School of Civil and Environmental Engineering, Cornell University, Ithaca, New York 14853.
Environ Sci Technol. 2010 Feb 15;44(4):1320-6. doi: 10.1021/es901913k.
Collecting and analyzing high frequency emission measurements has become very usual during the past decade as significantly more information with respect to formation conditions can be collected than from regulated bag measurements. A challenging issue for researchers is the accurate time-alignment between tailpipe measurements and engine operating variables. An alignment procedure should take into account both the reaction time of the analyzers and the dynamics of gas transport in the exhaust and measurement systems. This paper discusses a statistical modeling framework that compensates for variable exhaust transport delay while relating tailpipe measurements with engine operating covariates. Specifically it is shown that some variants of the smooth transition regression model allow for transport delays that vary smoothly as functions of the exhaust flow rate. These functions are characterized by a pair of coefficients that can be estimated via a least-squares procedure. The proposed models can be adapted to encompass inherent nonlinearities that were implicit in previous instantaneous emissions modeling efforts. This article describes the methodology and presents an illustrative application which uses data collected from a diesel bus under real-world driving conditions.
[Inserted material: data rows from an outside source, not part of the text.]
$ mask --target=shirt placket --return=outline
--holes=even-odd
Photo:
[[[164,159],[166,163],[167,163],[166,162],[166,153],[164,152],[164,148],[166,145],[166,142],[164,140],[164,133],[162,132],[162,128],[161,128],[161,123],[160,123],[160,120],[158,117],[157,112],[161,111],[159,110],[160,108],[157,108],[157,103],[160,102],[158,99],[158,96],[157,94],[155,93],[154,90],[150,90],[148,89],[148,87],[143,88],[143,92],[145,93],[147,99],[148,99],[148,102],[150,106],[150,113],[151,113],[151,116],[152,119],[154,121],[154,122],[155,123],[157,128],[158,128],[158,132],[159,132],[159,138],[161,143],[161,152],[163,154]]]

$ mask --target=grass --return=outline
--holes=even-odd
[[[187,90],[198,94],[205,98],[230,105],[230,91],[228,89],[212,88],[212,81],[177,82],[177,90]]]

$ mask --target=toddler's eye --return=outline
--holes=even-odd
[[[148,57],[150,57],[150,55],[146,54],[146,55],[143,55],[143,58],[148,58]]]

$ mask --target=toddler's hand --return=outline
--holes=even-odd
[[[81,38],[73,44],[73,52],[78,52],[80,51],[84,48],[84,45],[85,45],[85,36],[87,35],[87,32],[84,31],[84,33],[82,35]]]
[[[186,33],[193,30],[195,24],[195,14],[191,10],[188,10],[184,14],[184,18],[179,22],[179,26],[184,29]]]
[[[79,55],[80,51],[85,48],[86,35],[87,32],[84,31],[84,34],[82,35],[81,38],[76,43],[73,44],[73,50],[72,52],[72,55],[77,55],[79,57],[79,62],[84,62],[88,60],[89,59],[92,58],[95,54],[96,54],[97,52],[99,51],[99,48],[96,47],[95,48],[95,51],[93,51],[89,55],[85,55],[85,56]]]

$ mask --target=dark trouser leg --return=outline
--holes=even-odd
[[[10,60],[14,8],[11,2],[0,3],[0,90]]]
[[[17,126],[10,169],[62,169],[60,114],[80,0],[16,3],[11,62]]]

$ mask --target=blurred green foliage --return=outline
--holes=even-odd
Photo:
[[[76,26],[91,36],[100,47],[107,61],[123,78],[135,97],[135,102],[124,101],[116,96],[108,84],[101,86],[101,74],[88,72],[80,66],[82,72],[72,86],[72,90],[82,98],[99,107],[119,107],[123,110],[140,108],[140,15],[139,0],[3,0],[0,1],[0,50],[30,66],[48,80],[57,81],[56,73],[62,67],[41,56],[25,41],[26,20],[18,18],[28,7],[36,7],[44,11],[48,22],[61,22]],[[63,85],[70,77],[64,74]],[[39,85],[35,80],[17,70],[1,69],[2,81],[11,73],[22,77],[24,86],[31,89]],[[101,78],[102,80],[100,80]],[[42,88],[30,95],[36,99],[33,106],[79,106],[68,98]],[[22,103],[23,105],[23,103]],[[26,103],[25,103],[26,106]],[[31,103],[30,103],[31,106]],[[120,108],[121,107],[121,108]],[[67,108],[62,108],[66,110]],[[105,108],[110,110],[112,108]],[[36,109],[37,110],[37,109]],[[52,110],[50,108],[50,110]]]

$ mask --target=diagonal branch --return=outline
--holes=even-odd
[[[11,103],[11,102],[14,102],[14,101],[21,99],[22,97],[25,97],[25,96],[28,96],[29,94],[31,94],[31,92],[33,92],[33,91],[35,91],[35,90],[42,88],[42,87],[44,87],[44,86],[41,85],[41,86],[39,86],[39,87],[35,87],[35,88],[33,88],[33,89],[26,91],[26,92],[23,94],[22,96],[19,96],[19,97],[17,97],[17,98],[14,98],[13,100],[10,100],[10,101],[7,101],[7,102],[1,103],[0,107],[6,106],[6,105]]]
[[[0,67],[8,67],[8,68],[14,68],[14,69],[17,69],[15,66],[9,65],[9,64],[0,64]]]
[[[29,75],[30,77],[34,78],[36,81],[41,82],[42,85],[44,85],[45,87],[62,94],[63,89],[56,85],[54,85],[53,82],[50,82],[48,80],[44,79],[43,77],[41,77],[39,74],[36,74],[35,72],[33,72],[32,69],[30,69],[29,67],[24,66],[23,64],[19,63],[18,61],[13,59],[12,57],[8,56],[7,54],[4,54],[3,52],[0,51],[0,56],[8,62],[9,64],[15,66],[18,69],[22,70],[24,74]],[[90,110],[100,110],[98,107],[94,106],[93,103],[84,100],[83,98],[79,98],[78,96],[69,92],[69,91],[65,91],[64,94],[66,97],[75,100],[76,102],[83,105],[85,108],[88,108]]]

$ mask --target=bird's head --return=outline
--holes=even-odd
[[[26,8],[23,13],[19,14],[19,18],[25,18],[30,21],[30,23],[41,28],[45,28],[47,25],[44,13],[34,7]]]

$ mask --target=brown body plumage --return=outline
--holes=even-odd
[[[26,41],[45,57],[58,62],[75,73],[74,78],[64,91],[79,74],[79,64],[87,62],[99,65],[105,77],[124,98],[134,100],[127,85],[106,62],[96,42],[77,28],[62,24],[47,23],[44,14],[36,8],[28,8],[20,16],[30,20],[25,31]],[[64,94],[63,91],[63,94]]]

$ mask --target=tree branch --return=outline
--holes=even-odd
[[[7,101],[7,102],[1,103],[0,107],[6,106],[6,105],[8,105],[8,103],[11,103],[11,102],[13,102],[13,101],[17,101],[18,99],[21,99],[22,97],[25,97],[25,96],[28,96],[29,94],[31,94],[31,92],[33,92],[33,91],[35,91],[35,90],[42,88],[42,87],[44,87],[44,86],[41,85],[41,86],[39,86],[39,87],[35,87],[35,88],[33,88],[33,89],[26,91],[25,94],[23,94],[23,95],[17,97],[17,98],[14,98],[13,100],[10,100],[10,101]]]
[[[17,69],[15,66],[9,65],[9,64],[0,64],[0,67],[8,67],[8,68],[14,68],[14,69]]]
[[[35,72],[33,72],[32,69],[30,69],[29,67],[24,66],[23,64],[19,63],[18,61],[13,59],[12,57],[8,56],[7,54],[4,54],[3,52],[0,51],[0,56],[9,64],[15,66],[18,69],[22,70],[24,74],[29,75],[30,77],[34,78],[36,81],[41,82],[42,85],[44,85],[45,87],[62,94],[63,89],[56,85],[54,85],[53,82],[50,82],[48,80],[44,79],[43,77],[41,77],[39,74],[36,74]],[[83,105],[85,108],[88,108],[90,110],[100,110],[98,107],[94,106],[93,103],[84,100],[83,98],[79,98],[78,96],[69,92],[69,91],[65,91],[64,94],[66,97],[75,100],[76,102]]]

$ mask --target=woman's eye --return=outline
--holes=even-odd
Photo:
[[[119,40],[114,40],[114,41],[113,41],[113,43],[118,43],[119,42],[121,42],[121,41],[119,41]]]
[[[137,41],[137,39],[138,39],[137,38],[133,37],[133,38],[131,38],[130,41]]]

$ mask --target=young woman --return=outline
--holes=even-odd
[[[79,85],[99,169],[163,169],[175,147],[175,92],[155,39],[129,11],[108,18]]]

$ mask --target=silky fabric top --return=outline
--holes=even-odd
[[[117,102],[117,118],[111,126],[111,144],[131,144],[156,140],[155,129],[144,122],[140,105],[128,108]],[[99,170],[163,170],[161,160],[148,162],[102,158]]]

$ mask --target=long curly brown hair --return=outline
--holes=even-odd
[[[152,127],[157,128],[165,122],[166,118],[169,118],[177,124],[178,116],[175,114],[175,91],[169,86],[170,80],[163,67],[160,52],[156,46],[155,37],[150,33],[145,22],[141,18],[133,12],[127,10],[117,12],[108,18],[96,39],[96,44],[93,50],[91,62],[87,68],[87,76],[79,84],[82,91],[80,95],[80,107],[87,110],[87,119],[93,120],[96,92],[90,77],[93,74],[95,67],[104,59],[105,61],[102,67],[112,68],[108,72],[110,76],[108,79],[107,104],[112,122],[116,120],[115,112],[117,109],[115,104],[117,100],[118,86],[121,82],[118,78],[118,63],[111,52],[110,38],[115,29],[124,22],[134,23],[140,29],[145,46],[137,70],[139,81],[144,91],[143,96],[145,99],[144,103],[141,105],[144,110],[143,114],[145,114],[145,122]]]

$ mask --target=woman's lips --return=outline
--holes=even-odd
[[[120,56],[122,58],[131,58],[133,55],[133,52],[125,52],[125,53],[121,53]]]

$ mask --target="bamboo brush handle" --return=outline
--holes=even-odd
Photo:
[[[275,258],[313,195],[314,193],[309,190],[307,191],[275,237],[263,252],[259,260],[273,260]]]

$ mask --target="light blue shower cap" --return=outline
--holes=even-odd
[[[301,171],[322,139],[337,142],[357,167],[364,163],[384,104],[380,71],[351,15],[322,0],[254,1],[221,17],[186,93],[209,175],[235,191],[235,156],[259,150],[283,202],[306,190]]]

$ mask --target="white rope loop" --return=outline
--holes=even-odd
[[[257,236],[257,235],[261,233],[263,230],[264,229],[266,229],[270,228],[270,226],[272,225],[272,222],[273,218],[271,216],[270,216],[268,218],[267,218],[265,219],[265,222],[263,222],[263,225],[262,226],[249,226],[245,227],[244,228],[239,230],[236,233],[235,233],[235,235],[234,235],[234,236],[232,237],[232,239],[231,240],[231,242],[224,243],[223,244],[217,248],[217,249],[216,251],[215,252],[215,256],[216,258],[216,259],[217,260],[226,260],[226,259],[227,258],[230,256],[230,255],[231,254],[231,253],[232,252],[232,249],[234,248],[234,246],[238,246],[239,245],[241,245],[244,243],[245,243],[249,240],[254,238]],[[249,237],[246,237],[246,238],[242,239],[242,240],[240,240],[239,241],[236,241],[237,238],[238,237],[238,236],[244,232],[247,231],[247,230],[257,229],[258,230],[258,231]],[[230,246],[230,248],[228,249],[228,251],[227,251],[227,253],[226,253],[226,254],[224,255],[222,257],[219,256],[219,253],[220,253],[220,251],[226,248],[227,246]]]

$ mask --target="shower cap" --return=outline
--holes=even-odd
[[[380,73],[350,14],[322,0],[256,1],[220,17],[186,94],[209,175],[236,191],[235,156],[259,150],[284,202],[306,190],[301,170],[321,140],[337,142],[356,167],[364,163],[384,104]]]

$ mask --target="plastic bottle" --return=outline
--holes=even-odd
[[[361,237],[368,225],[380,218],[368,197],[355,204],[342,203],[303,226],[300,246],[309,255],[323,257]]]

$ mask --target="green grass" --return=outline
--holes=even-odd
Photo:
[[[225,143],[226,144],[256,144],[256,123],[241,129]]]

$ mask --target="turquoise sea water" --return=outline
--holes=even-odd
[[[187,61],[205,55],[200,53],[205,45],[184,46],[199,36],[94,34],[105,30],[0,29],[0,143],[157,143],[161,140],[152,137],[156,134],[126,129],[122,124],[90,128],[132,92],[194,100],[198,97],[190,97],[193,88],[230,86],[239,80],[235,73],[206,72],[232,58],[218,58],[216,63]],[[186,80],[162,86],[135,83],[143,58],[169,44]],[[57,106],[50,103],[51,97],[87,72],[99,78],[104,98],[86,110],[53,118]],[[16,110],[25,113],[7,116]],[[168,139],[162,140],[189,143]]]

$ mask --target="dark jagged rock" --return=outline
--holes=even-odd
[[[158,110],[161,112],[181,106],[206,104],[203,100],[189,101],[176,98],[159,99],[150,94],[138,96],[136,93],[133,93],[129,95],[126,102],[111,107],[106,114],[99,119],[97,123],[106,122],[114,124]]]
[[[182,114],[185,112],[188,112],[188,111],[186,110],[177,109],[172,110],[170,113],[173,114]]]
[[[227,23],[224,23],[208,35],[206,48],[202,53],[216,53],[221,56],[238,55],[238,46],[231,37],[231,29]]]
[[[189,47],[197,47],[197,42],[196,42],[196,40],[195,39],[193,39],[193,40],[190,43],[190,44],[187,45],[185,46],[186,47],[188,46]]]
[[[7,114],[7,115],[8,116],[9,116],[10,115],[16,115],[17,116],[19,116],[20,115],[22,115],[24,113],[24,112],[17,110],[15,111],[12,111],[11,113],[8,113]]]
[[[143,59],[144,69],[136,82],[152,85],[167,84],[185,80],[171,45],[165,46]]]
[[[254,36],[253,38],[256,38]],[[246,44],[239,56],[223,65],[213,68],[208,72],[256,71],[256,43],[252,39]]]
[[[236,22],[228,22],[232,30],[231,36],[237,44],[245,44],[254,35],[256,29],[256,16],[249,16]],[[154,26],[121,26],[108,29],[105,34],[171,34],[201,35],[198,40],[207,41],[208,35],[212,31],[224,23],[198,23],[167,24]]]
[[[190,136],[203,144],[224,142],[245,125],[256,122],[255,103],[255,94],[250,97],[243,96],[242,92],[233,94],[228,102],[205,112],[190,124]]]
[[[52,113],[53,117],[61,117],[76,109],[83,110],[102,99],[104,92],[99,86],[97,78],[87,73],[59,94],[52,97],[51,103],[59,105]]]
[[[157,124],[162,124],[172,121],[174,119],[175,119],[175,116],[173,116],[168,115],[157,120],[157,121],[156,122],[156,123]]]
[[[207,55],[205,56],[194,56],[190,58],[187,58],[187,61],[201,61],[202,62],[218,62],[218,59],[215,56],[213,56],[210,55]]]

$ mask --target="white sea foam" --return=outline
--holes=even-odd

在过去的十年中,收集和分析高频排放测量已变得非常普遍,因为与受规管的袋式测量相比,可以收集到更多有关形成条件的信息。对于研究人员来说,一个具有挑战性的问题是排气管测量和发动机运行变量之间的准确时间对准。对准程序应同时考虑到分析仪的反应时间和废气及测量系统中气体传输的动态。本文讨论了一种统计建模框架,该框架补偿了可变的排气传输延迟,同时将排气管测量与发动机运行协变量相关联。具体来说,表明平滑过渡回归模型的某些变体允许作为排气流量函数的平滑变化的传输延迟。这些函数由一对可以通过最小二乘程序进行估计的系数来描述。所提出的模型可以进行修改以包含先前瞬时排放建模工作中隐含的固有非线性。本文描述了该方法,并介绍了一个使用在实际驾驶条件下从柴油公共汽车收集的数据的说明性应用。